- Theatrical release poster
- Directed by: Jack Hively
- Screenplay by: Joseph Fields; Jerome Cady;
- Story by: Joseph Fields
- Produced by: Cliff Reid
- Starring: Jimmy Lydon; Joan Leslie; Arthur Hohl; J.M. Kerrigan; Marjorie Main; Selmer Jackson; Spencer Charters;
- Cinematography: Frank Redman
- Edited by: Theron Warth
- Music by: Roy Webb
- Production company: RKO Pictures
- Distributed by: RKO Pictures
- Release date: December 8, 1939;
- Running time: 62 minutes
- Country: United States
- Language: English

= Two Thoroughbreds =

Two Thoroughbreds is a 1939 American drama film directed by Jack Hively, written by Joseph Fields and Jerome Cady, and starring Jimmy Lydon, Joan Leslie, Arthur Hohl, J.M. Kerrigan, Marjorie Main, Selmer Jackson and Spencer Charters. It was released on December 8, 1939, by RKO Pictures.

==Plot==
When thieves steal Larkspur, a prize thoroughbred brood mare, from the Conway ranch, her foal runs after her and is found by David Carey, an orphan who lives with his heartless aunt Hildegarde and uncle Thad. The lonely David befriends the colt, whom he names Sunset, and convinces his brutal uncle to let him keep the animal, arguing that they can reap a reward from selling the horse. While visiting the Conway ranch in search of advice about raising his horse, David is befriended by Jack Lenihan, the stablemaster, who offers the boy a job in exchange for special food for his colt. When Bill Conway and his daughter Wendy return to the ranch from the East, David realizes that Sunset is their missing foal. As David struggles with his conscience over returning the colt, his cruel uncle harnesses Sunset to a plow and beats the animal.

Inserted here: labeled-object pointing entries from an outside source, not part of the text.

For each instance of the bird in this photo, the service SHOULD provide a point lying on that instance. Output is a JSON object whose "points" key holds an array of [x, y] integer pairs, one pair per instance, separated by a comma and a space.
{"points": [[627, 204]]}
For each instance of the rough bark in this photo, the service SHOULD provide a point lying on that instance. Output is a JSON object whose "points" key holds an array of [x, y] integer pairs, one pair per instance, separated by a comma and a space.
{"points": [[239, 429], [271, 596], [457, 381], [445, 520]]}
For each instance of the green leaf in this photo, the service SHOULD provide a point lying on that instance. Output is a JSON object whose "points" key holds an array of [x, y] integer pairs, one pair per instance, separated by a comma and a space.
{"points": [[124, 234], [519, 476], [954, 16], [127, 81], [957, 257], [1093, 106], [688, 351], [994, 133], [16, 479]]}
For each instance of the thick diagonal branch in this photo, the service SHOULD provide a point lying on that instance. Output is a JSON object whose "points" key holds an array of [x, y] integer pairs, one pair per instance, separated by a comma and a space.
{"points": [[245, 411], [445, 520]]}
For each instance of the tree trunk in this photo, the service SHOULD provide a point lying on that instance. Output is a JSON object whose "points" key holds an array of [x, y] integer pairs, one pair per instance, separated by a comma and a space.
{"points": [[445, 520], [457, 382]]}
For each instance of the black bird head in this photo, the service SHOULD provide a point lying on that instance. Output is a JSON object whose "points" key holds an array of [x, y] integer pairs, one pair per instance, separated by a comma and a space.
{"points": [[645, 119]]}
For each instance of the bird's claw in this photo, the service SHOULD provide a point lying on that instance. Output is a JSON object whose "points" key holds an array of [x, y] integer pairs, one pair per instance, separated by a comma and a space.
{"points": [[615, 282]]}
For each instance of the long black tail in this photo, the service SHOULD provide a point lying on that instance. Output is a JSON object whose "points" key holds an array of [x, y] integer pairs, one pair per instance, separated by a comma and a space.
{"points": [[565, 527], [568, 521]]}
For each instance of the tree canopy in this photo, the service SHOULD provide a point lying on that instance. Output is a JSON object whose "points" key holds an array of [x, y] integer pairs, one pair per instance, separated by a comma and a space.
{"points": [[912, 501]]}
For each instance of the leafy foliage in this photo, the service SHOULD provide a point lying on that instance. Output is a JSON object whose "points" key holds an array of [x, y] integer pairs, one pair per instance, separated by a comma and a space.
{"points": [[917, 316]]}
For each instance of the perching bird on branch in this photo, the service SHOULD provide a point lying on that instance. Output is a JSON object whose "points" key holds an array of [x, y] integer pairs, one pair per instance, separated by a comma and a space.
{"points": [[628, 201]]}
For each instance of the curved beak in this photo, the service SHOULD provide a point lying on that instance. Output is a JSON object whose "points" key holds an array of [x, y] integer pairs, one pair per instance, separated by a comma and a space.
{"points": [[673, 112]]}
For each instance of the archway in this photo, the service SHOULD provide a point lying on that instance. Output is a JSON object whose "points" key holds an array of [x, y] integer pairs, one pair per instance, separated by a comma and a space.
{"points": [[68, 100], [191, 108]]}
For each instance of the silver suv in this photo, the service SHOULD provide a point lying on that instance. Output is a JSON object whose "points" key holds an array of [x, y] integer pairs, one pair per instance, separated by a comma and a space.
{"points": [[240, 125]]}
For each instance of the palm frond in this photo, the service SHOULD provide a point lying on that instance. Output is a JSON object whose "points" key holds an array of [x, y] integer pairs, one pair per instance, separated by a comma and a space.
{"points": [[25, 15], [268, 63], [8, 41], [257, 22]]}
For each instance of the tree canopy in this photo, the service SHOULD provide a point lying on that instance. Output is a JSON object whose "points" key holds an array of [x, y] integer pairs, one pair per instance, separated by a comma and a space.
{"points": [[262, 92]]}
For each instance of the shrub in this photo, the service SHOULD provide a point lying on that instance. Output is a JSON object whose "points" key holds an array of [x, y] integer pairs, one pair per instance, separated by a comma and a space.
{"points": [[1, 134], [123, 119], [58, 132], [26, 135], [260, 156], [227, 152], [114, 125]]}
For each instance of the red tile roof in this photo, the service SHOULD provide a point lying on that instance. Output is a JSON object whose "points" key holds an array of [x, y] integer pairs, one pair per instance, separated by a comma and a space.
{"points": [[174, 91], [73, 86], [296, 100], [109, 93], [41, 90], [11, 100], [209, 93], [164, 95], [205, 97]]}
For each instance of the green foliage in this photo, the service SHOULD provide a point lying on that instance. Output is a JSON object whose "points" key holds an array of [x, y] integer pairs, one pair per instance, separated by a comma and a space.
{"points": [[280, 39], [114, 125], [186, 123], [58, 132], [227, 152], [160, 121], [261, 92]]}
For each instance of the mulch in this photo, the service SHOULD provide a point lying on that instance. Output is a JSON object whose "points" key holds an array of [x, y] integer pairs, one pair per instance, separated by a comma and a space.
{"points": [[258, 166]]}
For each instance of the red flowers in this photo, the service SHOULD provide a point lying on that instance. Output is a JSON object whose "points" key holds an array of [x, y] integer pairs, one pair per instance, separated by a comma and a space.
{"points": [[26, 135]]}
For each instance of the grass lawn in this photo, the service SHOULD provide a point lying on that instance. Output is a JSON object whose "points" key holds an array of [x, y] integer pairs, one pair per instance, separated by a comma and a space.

To save the horse, Wendy offers to buy him and then realizes that he is Larkspur's missing colt. Wendy offers David a job as stableboy on the ranch, but David refuses out of guilt and decides to run away. He bids Sunset farewell, but the horse gallops after him and breaks a leg while trying to jump a fence. David begs the Conways to spare the injured horse and, to save Sunset's life, confesses that the animal is their missing horse. Touched by David's confession, Conway convinces the skeptical vet, Dr. Purdy, to use an experimental cast on the horse's broken leg, and after a shaky start, Sunset makes a miraculous recovery.